I thought both are possible whether we want to stress the abstract meaning of 'club' as in the first example (zero article), or the physical meaning of it (definite article) as in the second example although I was told that the first one is wrong.
What do you think?
Thank you all for replying. I was told that 'club' should be used with 'the'. However, there are some stances when we drop 'the' to refer to the abstract meaning of the noun used. This is according to some individual research of the 'English Articels'. For example, if asked to find the difference between the following sentences, would you be able to figure it out correctly? Which one do you think is more correct?
1. I met her at college.
2. I met her at the college.
If you know the answer, please do reply.
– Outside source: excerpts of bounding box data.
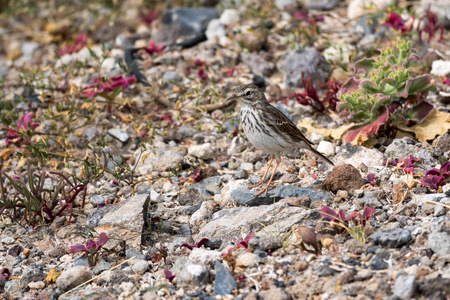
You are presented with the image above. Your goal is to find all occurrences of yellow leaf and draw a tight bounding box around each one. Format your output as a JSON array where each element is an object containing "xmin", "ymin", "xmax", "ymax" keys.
[
  {"xmin": 17, "ymin": 157, "xmax": 28, "ymax": 168},
  {"xmin": 398, "ymin": 109, "xmax": 450, "ymax": 142},
  {"xmin": 45, "ymin": 268, "xmax": 62, "ymax": 284},
  {"xmin": 298, "ymin": 118, "xmax": 353, "ymax": 140},
  {"xmin": 0, "ymin": 148, "xmax": 16, "ymax": 160}
]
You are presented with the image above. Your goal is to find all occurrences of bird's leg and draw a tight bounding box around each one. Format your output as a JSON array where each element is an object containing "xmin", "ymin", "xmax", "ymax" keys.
[
  {"xmin": 248, "ymin": 157, "xmax": 273, "ymax": 190},
  {"xmin": 253, "ymin": 161, "xmax": 280, "ymax": 198}
]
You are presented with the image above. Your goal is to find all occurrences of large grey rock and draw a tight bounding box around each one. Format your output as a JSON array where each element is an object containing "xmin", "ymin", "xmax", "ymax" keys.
[
  {"xmin": 302, "ymin": 0, "xmax": 341, "ymax": 10},
  {"xmin": 393, "ymin": 275, "xmax": 416, "ymax": 299},
  {"xmin": 162, "ymin": 7, "xmax": 219, "ymax": 34},
  {"xmin": 230, "ymin": 185, "xmax": 331, "ymax": 206},
  {"xmin": 198, "ymin": 202, "xmax": 320, "ymax": 242},
  {"xmin": 370, "ymin": 228, "xmax": 412, "ymax": 248},
  {"xmin": 427, "ymin": 216, "xmax": 450, "ymax": 256},
  {"xmin": 177, "ymin": 264, "xmax": 209, "ymax": 288},
  {"xmin": 277, "ymin": 48, "xmax": 331, "ymax": 87}
]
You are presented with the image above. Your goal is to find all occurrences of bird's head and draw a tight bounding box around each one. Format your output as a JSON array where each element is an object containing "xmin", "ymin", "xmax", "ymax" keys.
[{"xmin": 227, "ymin": 84, "xmax": 267, "ymax": 105}]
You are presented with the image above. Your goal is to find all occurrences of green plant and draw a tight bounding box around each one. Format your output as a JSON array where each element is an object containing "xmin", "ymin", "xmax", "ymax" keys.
[
  {"xmin": 70, "ymin": 232, "xmax": 109, "ymax": 267},
  {"xmin": 319, "ymin": 206, "xmax": 375, "ymax": 243},
  {"xmin": 338, "ymin": 41, "xmax": 435, "ymax": 142}
]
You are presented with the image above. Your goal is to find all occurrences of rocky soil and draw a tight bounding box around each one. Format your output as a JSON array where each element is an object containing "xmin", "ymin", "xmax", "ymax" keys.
[{"xmin": 0, "ymin": 0, "xmax": 450, "ymax": 300}]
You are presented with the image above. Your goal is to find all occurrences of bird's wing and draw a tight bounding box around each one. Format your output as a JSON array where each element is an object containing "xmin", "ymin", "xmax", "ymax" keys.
[{"xmin": 266, "ymin": 104, "xmax": 312, "ymax": 145}]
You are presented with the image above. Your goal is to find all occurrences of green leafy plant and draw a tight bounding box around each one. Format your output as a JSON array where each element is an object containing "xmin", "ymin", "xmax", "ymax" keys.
[
  {"xmin": 319, "ymin": 206, "xmax": 375, "ymax": 243},
  {"xmin": 338, "ymin": 41, "xmax": 435, "ymax": 142}
]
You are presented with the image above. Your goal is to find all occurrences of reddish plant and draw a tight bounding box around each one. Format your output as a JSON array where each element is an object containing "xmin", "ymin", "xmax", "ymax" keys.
[
  {"xmin": 417, "ymin": 4, "xmax": 444, "ymax": 44},
  {"xmin": 58, "ymin": 33, "xmax": 87, "ymax": 56},
  {"xmin": 197, "ymin": 68, "xmax": 208, "ymax": 80},
  {"xmin": 6, "ymin": 112, "xmax": 39, "ymax": 147},
  {"xmin": 289, "ymin": 71, "xmax": 325, "ymax": 113},
  {"xmin": 70, "ymin": 232, "xmax": 109, "ymax": 267},
  {"xmin": 194, "ymin": 58, "xmax": 206, "ymax": 67}
]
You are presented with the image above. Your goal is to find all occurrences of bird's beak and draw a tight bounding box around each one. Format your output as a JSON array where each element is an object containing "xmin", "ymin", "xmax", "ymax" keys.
[{"xmin": 226, "ymin": 94, "xmax": 239, "ymax": 105}]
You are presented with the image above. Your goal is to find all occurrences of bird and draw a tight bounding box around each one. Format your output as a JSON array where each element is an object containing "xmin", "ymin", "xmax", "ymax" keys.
[{"xmin": 226, "ymin": 84, "xmax": 334, "ymax": 197}]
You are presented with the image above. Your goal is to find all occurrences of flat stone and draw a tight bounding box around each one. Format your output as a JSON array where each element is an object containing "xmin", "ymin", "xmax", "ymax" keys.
[
  {"xmin": 230, "ymin": 185, "xmax": 331, "ymax": 206},
  {"xmin": 198, "ymin": 202, "xmax": 320, "ymax": 242},
  {"xmin": 393, "ymin": 275, "xmax": 416, "ymax": 299}
]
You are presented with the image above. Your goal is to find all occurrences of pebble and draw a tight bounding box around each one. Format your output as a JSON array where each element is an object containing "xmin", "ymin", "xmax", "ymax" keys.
[
  {"xmin": 188, "ymin": 143, "xmax": 213, "ymax": 159},
  {"xmin": 214, "ymin": 261, "xmax": 237, "ymax": 296},
  {"xmin": 131, "ymin": 259, "xmax": 150, "ymax": 274},
  {"xmin": 108, "ymin": 128, "xmax": 130, "ymax": 144},
  {"xmin": 316, "ymin": 141, "xmax": 336, "ymax": 158},
  {"xmin": 28, "ymin": 281, "xmax": 45, "ymax": 290},
  {"xmin": 177, "ymin": 264, "xmax": 209, "ymax": 289}
]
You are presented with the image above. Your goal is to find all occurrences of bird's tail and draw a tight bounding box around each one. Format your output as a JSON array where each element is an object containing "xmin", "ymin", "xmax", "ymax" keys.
[{"xmin": 309, "ymin": 146, "xmax": 334, "ymax": 166}]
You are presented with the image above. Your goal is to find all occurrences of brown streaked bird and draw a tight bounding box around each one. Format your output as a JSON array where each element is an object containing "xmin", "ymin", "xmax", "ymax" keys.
[{"xmin": 227, "ymin": 84, "xmax": 334, "ymax": 197}]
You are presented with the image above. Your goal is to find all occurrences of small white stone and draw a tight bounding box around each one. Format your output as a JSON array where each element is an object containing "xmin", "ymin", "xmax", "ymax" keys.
[
  {"xmin": 309, "ymin": 132, "xmax": 325, "ymax": 144},
  {"xmin": 317, "ymin": 141, "xmax": 336, "ymax": 157},
  {"xmin": 430, "ymin": 59, "xmax": 450, "ymax": 76},
  {"xmin": 241, "ymin": 162, "xmax": 253, "ymax": 171},
  {"xmin": 205, "ymin": 19, "xmax": 226, "ymax": 40}
]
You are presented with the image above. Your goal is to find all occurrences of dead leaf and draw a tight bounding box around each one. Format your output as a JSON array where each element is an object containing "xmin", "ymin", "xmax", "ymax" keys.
[
  {"xmin": 398, "ymin": 109, "xmax": 450, "ymax": 142},
  {"xmin": 298, "ymin": 118, "xmax": 353, "ymax": 140},
  {"xmin": 0, "ymin": 148, "xmax": 16, "ymax": 160},
  {"xmin": 45, "ymin": 268, "xmax": 62, "ymax": 284}
]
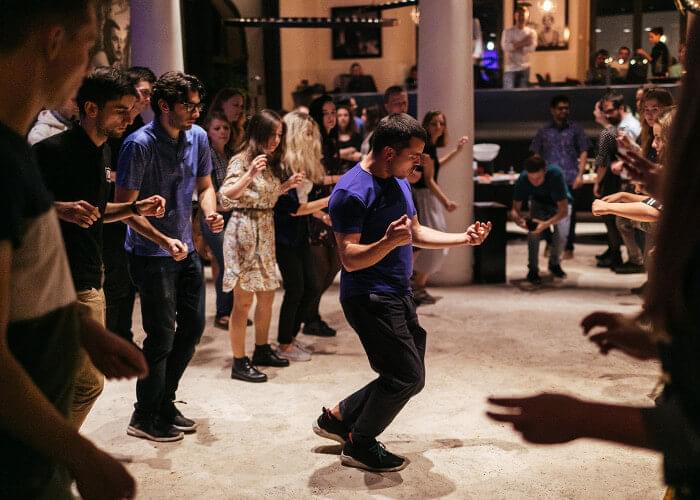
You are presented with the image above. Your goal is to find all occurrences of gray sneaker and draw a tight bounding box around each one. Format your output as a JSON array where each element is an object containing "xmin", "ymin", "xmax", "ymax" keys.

I think this is a very important linguistic area that's worth discussion.
Thank you again.
In answer to your question, "the" is a definer; it defines:
1. I met her at college.
2. I met her at the college down the street.
3. I met her at the college. <the only one in our town>
Thank you Soup. Your answer is logical. However, the meanings I have are:
1. I met her at college (when I was a student, regarding the main subject as part of that institution)
2. I met her at the college (talking about the 'college' as a building, 'physical appearance', whether it's the only college or not, and not necessarily regarding the subject as part of it)
Now, back to the main question: Is the case of 'club' the same as 'school' or not? because if it were the same case, then we would use 'club' without the definite article.
What do you think friend?
Thank you so much Soup. Your reply is really helpful.
But, do you have a reference link to that you said? (URL or summat?)
Sorry, I do not have a URL to offer at this time, but I can provide another example:
- They go to BINGO every night. <an event>
- They go to the BINGO (hall) every night. <place>
With 'the', the noun BINGO becomes a place to go to, whereas without 'the' that noun becomes a thing, an activity or event.
Note, the noun club is ambiguous. It could mean an activity or a bar. Which is why this phrase 'go club' might sound awkward at first to native speakers. They are expecting to hear about a place, not an event or activity--and the reason they suggest adding 'the'. Without 'the' is not ungrammatical, however. It's perfectly good, understandable English. It's its semantics that throws one off.
May be I can explain this....
Rule: you dont use article before singular proper nouns.
When acting as an event ..They go to BINGO every night.
Here Bingo is used as a singular proper noun
They go to the BINGO (hall) every night. <place>
Here Bingo is a countable noun and so we use article. As bingo is specific so we use a definate artcile.